Geoff Jacobs gdjacobs at gmail.com
Fri Mar 12 17:04:26 PST 2010


Mark Hahn wrote:
>> I am used to work with Arch Linux. What do you think about it?
> 
> the distro is basically irrelevant.  clustering is just a matter of your
> apps, middleware like mpi (may or may not be provided by the cluster),
> probably a shared filesystem, working kernel, network stack,
> job-launch mechanism.  distros are mainly about desktop gunk that is
> completely irrelevant to clusters.

Let's not start the great distro debate again! Suffice it to say that
most distros will work as long as they satisfy your ISV and hardware
requirements.

>> And finnaly, I would like to know if Is it possible to get a Cluster
>> Working
>> with a Server on Arch Linux and the nodes Windows.

File server? Sure, Samba is a breeze, not sure if the performance
scaling is there. NFS works, I guess. Windows comes with a client for
it. Authentication? Again, no problem.

I don't mean to be a snob, but this is basic stuff. I'm guessing you're
requirements are more esoteric so please try to be more specific about
them.

> sure, but why?  windows is generally inferior as an OS platform,
> so I would stay away unless you actually require your apps to run
> under windows.  (remember that linux can use windows storage and
> authentication just fine.)

If you look back in the archives of this ML, you'll find a thread from
when Microsoft released their compute cluster product. It covers quite
effectively the positives and negatives of Windows in HPC. Start with
this posting by Jon Forrest.
http://www.beowulf.org/archive/2008-April/021006.html

Do you have an application which can only be run on Windows?

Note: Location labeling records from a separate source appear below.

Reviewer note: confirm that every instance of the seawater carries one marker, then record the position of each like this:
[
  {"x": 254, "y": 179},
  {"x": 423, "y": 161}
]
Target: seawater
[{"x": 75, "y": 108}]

>> Or even better the nodes without a defined SO.
> 
> SO=Significant Other?  oh, maybe "OS".  generally, you want to minimize
> the number of things that can go wrong in your system.  using uniform OS
> on nodes/servers is a good start.  but sure, there's no reason you can't
> run a cluster where every node is a different OS.  they simply need to
> agree on the network protocol (which doesn't have to be MPI - in fact,
> using something more SOA-like might help if the nodes are heterogenous)

Having as much homogeneity in your cluster as possible will help you
administer it increasingly as a single resource. As Mark said, it's
easier to debug a single set of problems. It's also easier in terms of
infrastructure to maintain a minimal set of images for your clients.

Perhaps you meant something different?